アメリカ軍は上陸させていた一個陸軍師団に加え一個海兵師団と二個陸軍師団を上陸させた。
日本軍は【今後ノ戦闘大綱】【本戦争ニ必要ナ兵力】に基づいて作戦を行っている。だが防衛陣地や兵力数などはサイパン島を見る限りは反映されていないように思われる。実際にそうだった。あまりにも米軍が来るのが早かったのである。
だが二島防衛陣地作成がある程度終了している島がある。グアム島とロタ島である。この内グアム島には装甲車や新鋭である戦車隊も多数配置されており万全の体制をとることに成功していた。
だが信じられないことに日本軍はマリアナ島の破棄を一〇日後に決定した。
一方の中国国民党には意外な人物が訪ねてきていた。国民党を代表して出てきた男は蒋介石だった。蒋介石は前に出てきた日本人の男に名乗り出るとその男も頭を下げ名乗り出た。
「始めまして東条英機と申します」
阿南陸相は部屋である物に目を通していた。「提案者は石原…満州事変を起こした男か」と独り言を呟き『大東亜共栄圏政略指導大綱』と書かれた資料をめくっていた。

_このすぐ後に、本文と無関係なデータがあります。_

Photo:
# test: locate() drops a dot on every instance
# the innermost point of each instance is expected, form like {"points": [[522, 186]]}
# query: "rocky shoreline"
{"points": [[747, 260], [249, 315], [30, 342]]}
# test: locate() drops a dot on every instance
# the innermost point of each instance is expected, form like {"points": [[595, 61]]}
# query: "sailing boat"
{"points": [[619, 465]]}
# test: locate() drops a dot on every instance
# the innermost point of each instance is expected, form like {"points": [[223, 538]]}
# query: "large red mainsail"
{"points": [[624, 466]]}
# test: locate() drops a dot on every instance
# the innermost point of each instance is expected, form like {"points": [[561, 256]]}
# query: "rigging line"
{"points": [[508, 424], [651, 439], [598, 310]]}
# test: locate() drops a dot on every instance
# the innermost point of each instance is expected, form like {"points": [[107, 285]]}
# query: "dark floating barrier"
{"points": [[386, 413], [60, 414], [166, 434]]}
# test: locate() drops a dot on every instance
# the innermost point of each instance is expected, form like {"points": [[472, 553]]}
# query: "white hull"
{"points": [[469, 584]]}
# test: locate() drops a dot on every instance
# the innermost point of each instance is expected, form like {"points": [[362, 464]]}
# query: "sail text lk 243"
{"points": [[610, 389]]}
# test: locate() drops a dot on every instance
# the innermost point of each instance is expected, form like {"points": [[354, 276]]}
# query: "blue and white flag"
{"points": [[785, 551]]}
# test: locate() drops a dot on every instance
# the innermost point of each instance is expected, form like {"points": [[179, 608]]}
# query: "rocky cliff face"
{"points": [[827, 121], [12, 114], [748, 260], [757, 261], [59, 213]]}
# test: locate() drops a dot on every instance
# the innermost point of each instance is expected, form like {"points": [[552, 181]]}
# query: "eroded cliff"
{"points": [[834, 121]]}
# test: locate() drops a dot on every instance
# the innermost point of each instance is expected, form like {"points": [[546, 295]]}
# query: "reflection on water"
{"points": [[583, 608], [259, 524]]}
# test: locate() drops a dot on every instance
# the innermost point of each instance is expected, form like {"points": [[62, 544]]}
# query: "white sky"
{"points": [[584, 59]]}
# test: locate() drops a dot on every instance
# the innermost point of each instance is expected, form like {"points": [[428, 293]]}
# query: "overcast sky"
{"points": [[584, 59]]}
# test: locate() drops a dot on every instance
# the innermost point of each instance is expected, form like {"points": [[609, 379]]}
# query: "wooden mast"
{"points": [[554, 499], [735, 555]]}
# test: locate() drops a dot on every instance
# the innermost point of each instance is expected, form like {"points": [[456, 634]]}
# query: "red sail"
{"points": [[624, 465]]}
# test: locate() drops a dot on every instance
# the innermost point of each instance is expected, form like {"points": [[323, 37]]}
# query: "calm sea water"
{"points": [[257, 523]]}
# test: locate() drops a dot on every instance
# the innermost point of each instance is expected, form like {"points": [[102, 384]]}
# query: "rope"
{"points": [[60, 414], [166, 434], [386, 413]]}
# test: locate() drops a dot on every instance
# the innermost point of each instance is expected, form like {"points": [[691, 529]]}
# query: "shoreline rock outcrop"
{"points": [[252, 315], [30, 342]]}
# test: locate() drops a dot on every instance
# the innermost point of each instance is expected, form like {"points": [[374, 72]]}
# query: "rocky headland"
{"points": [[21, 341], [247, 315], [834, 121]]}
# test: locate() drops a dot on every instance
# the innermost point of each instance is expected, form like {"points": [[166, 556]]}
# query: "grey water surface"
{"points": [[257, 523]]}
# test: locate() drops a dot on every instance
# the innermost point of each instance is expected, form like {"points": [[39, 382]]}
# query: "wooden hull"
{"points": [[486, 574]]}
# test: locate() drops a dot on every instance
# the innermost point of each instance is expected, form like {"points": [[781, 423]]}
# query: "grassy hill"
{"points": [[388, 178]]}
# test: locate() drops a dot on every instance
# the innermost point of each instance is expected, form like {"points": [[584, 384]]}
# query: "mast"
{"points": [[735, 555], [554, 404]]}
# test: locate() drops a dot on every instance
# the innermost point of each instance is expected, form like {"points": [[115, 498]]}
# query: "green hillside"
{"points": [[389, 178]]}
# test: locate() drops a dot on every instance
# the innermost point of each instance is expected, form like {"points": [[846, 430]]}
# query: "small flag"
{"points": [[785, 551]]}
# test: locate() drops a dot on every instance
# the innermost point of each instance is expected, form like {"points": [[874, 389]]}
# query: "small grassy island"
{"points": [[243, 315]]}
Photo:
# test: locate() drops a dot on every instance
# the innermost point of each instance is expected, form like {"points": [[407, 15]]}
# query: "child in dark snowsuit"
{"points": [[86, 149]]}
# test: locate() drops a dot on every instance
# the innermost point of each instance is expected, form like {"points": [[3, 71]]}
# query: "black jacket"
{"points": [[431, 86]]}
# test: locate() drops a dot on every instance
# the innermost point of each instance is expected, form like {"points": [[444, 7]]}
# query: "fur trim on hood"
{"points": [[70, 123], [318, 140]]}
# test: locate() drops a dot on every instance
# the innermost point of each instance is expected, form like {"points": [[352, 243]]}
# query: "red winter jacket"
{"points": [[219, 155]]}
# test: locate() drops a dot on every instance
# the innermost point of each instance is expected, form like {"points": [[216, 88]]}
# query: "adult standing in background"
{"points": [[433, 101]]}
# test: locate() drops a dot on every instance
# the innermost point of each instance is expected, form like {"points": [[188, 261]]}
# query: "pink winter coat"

ソ連の代表者スターリンは不安そうに胃をなでていた。「どうだ、わが同士よ」
「はい、我が同士スターリン」スターリンの側近ベリヤはスターリンが気にしている事を答えた。
「作戦は順調に進んでいます。戦車部隊に若干の遅れが見られますが問題ありません」
「米英と独伊はどうだ?」
「英国軍はアフリカから独伊軍を追い出すことに成功しました。米海軍も対潜装備を備えた駆逐艦の大量投入により大西洋をほぼ我が物としているようです。独伊同盟軍はもはや攻勢に出るほどの余力が無いようです」
「そうか、…あの国との講和は締結できたか」スターリンが最も気になっていた質問である。ベリヤは笑みを浮かべ「はい。無事に締結できました」と答えた。
「連合軍以上に厄介な国が上にいる。いや…本当の敵だろう。いまは味方でも」石原はそう語る。
一八五三年のペリー来航は日本を開国へ誘った男ではない。破滅へ誘った男だ。そしてロシアは…。
全ての情報をまとめたとき日本は本当の敵を知ることとなった。